Beginning around age 25, the body stops producing collagen and elastin, which are in the deepest layer of the skin. As a result, your skin becomes gradually thinner and looser. It’s not gravity that makes your face look like it’s fleeing to Mexico as you get older, it’s the loss of elastin, the substance that holds your skin in place.

Fill ’er up

The dermal fillers Restylane, Juvederm and Radiesse (I’ve tried them all) are effective at correcting the loss of volume in the face. They’re used most commonly to plump up cheeks and fill crevices in the nasolabial fold, the area of the face between the nose and mouth. Fillers also add volume to the lips, replace fat loss under the eyes and erase “puppet lines” — those pesky creases that form at the corners of the mouth.

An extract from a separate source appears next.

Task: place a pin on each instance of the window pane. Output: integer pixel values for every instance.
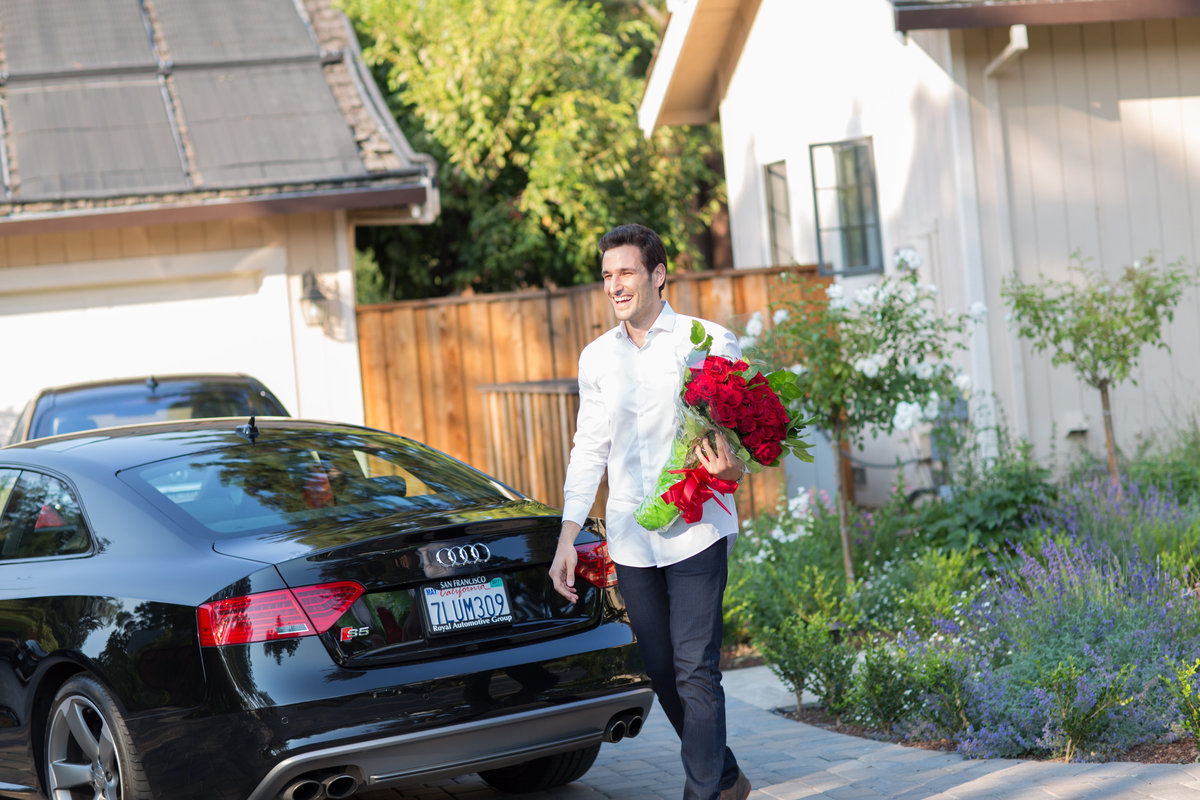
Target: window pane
(849, 232)
(41, 518)
(779, 214)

I’ve used dermal fillers for more than a decade and, in most cases, I’ve been highly satisfied. They create subtle improvements that make my face appear healthier and refreshed but not artificial. The only times I’ve been disappointed were when I failed to heed the doctor’s advice and insisted on overdoing it.

Making collagen

There are several important differences between ArteFill and other fillers. It’s injected with a blunt-tipped cannula tube rather than a syringe, which I found more comfortable. ArteFill is also more flexible, and can be used in more areas of the face and for more purposes.

Most importantly, the technology behind ArteFill, the longest studied of all dermal fillers, provides twofold benefits.

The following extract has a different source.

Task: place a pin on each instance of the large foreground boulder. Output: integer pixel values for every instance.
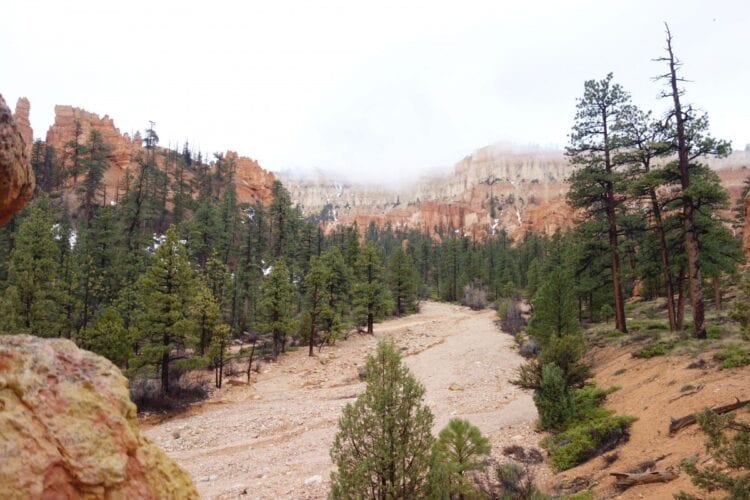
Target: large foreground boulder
(68, 428)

One ingredient in ArteFill is bovine collagen, which instantly plumps up the skin as it is applied, just as other fillers do. But contained within ArteFill’s collagen are beads of polymethylmethacrylate (PMA), a compound used for years as a surgical glue and a permanent filler for soft-tissue augmentation.

After the collagen in ArteFill breaks down and is absorbed by the body, the tiny round particles of PMA remain behind. “They’re too big to eliminate and they’re inert,” Kaiser says. “The body can’t dispose of them or degrade them, so they just remain there.”

You want that because PMA stimulates collagen production. Kaiser says the PMA works like scaffolding, on which the body goes to work building new matrices of collagen. It’s truly a gift that keeps on giving.

Before my procedure, Kaiser scrutinized my face to identify areas of fat loss and asymmetry. Research has shown that people rate symmetrical faces as more attractive than asymmetrical ones, so Artefill can improve on what you had before aging began.

From lax to firm

I quickly discovered ArteFill could help out cosmetically in ways that I’d never imagined. When I complained about some droopiness over my right eye, Kaiser simply inserted a dollop of filler over my brow. The filler slightly pulled up the skin above my eye and voila — the droopiness was gone.

Kaiser also used ArteFill above my cheeks and forehead to balance out the volume added to the lower part of my face, where I had ArteFill placed in my jawline. The filler also made the sides of my face more symmetrical.

As Kaiser predicted, the initial volume slowly dissipated over the course of several weeks. But after two months, the collagen-making process began to show dramatically in many ways.

After three months, my skin is appreciably smoother and healthier looking. The volume lost after the initial collagen injection was absorbed, but now collagen has returned in force, supplied by own body. The skin on my jawline is dramatically firmer, an effect that I hadn’t thought was possible. 

All told, Kaiser used five syringes of ArteFill on my mug, which carries a total price tag of $2,750. That represents far less than I would have spent on my annual doses of fillers, which are now unnecessary. In fact, the treatment accomplished many of the goals of a facelift, which costs upwards of $12,000.

And the process might not be over yet. With my body now in collagen-churning mode, I will likely continue to see improvements, Kaiser said.

Because of the body’s delayed response to the treatment, she requires patients to wait three months after their initial application of ArteFill before receiving more. But I think she got it just right for me the first time. My face is good to go.